4. Mozilla Thunderbird and Firefox: Use Thunderbird to read your email (maybe equivalent to Outlook?) and use Firefox to surf the net (its simplicity compared to Microsoft Internet Explorer makes it run faster, the only reason to keep your IE around is to watch Netflix videos online).
5. Zotero (play the tour in this link): This is a reference collection/bibliography creator that will work directly from Firefox. I was previously using EndNote (wow, that’s a lot of “notes”). Zotero is FREE, unlike EndNote, and it is infinitely better, sorry EndNote. Let’s say I’m writing a paper. I start looking for books to reference, so I go to Amazon.com. I find a good book and up in your address bar, a little icon pops up. You click on it, and BAM!, the book, it’s author, copyright info, number of pages, and such are all saved automatically in Zotero. Maybe you want to file this book while you’re still thinking about it, so you click on “Zotero” on the bottom right corner of your internet browser and open up a filing system. I put the book under “References for paper on Fred Flinstone” as well as “Books I should buy”. Then you want to find a journal article on Fred, so you go to your local library page and find an article.
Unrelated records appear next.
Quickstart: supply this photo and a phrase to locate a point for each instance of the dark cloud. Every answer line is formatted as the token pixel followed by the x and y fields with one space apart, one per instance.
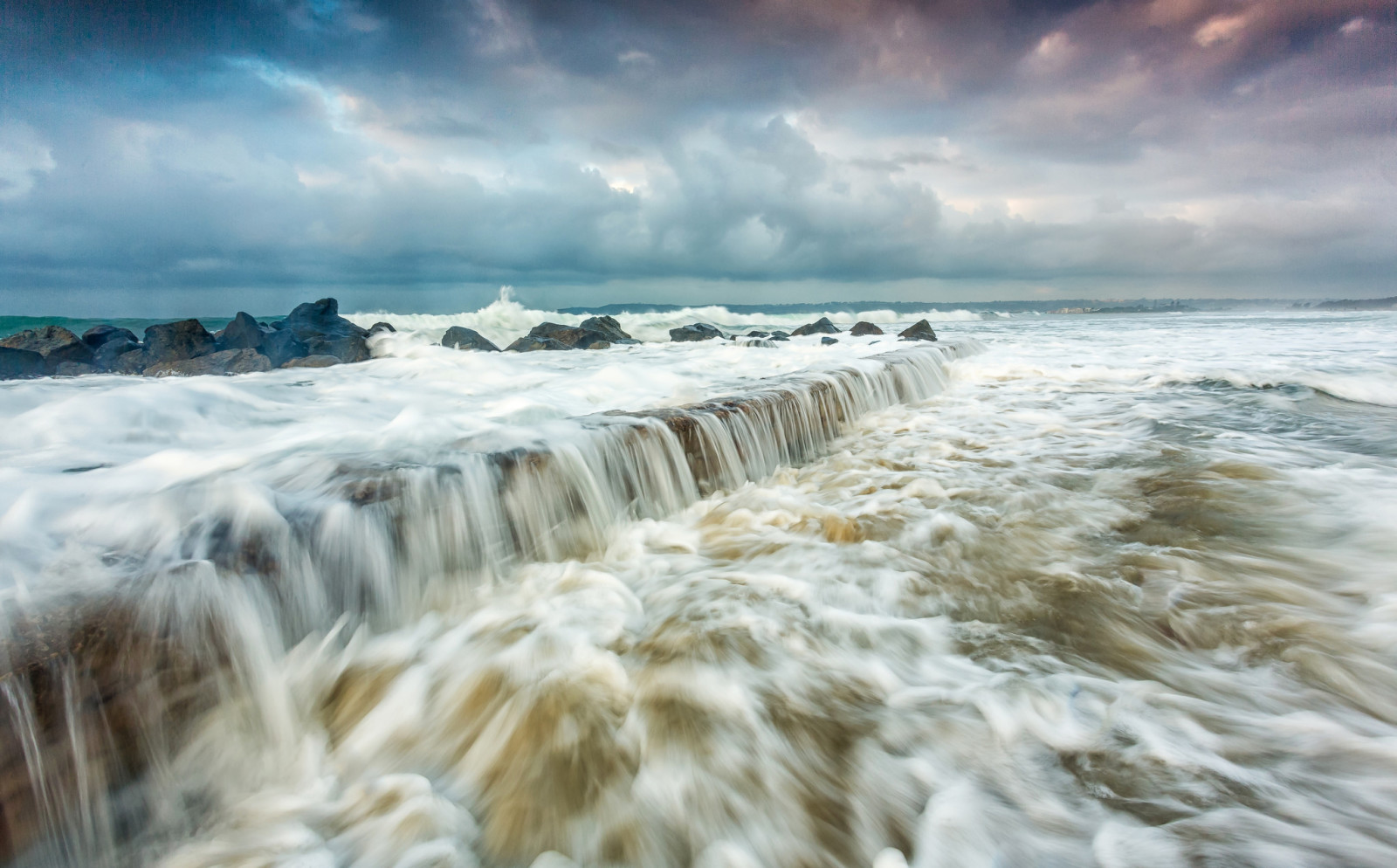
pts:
pixel 538 143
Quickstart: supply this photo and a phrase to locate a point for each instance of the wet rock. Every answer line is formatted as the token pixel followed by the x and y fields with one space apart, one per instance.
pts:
pixel 921 330
pixel 460 337
pixel 864 327
pixel 178 341
pixel 55 342
pixel 693 332
pixel 313 361
pixel 533 344
pixel 242 333
pixel 573 337
pixel 821 326
pixel 283 346
pixel 609 328
pixel 320 327
pixel 221 362
pixel 16 363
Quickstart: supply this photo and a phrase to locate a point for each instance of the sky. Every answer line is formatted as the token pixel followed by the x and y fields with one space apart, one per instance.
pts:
pixel 160 155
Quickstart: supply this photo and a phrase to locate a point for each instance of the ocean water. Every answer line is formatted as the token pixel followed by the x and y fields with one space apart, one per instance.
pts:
pixel 1072 590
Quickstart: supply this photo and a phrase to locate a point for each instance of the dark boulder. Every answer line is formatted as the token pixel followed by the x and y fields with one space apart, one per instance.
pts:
pixel 244 333
pixel 693 332
pixel 821 326
pixel 55 342
pixel 533 344
pixel 101 335
pixel 224 361
pixel 281 346
pixel 20 363
pixel 178 341
pixel 320 327
pixel 921 330
pixel 609 328
pixel 460 337
pixel 864 327
pixel 313 361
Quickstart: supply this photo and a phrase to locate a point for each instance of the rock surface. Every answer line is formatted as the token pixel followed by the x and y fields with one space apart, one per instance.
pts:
pixel 864 327
pixel 921 330
pixel 460 337
pixel 821 326
pixel 693 332
pixel 55 342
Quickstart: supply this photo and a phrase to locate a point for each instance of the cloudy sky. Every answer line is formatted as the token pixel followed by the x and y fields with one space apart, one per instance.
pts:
pixel 423 153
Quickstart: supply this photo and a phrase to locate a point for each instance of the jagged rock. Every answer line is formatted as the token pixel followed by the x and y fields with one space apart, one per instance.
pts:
pixel 609 328
pixel 533 344
pixel 313 361
pixel 16 363
pixel 178 341
pixel 281 346
pixel 100 335
pixel 693 332
pixel 921 330
pixel 55 342
pixel 821 326
pixel 320 327
pixel 224 361
pixel 242 333
pixel 573 337
pixel 460 337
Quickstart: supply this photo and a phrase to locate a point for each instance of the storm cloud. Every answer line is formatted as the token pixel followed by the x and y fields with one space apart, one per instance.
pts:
pixel 274 144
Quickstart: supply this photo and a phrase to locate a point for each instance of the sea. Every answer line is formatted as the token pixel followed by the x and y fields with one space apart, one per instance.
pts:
pixel 1110 590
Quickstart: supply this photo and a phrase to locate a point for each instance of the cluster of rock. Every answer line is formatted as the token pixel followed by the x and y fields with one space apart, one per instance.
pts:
pixel 312 335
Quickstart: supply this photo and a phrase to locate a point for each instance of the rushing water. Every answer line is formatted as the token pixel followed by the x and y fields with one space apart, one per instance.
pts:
pixel 1110 591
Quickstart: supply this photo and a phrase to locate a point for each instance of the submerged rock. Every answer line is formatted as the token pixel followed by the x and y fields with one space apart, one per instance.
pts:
pixel 460 337
pixel 693 332
pixel 20 363
pixel 864 327
pixel 178 341
pixel 921 330
pixel 533 344
pixel 821 326
pixel 53 342
pixel 224 361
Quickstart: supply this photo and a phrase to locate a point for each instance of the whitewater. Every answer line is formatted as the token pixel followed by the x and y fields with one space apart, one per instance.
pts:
pixel 1055 590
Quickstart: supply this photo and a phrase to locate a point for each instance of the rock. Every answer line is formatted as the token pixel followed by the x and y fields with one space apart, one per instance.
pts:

The little icon pops up in your address bar, you click on it, and your info is once again automatically saved.

You worry that maybe later you won’t have internet access, so you want to save the .pdf of the article for later use. You save it and Zotero notes where it’s placed on your computer so you can just click on a link later (I haven’t used this feature yet, but it may actually save it in Zotero itself so you don’t have to create a folder for it on your computer).
Okay, now you’re ready to write your paper. You’re typing in Word and at the end of the sentence, “Fred Flinstone was born in 10,000 B.C.,” you want to add a citation. You have already downloaded the plug-in for Zotero into Word, so you simply insert the reference you want to cite and it sticks it at the end of the sentence and starts collecting these references alphabetically in the bibliography at the end of your paper. You can tell it what formatting you’d like for citing and for the bibliography, so it is all done automatically. Thus far with Zotero, I created a folder of all of the books that I physically own. I created subcategories (text books, novels, non-fiction, guides, computer help) and then within the subcategories I created more categories (textbooks– weather, math, physics, chemistry, computers). If there isn’t already a sharing feature, one is being developed. I can then (someday) share this library with friends, say, in my research group who are looking for a book and rather than walk 5 blocks to the library, can see in seconds that I have it on my virtual shelf and can stop by my office and borrow it. Really, just watch the demo/tour. Your jaw will drop. This is a researcher’s dream!
Lastly, I hope you will find the irony in the fact that I’m writing this on my old laptop because my new laptop can’t deal with the 1Mbps of wireless internet that my apartment complex offers. Monday I’m investing in my own cable internet, I hope. Timing is poor because 26,000 undergraduates just moved back to Boulder and will be needing Comcast’s services as well. Frankly, I’m tired of wasting hours of my life trying to load webpages.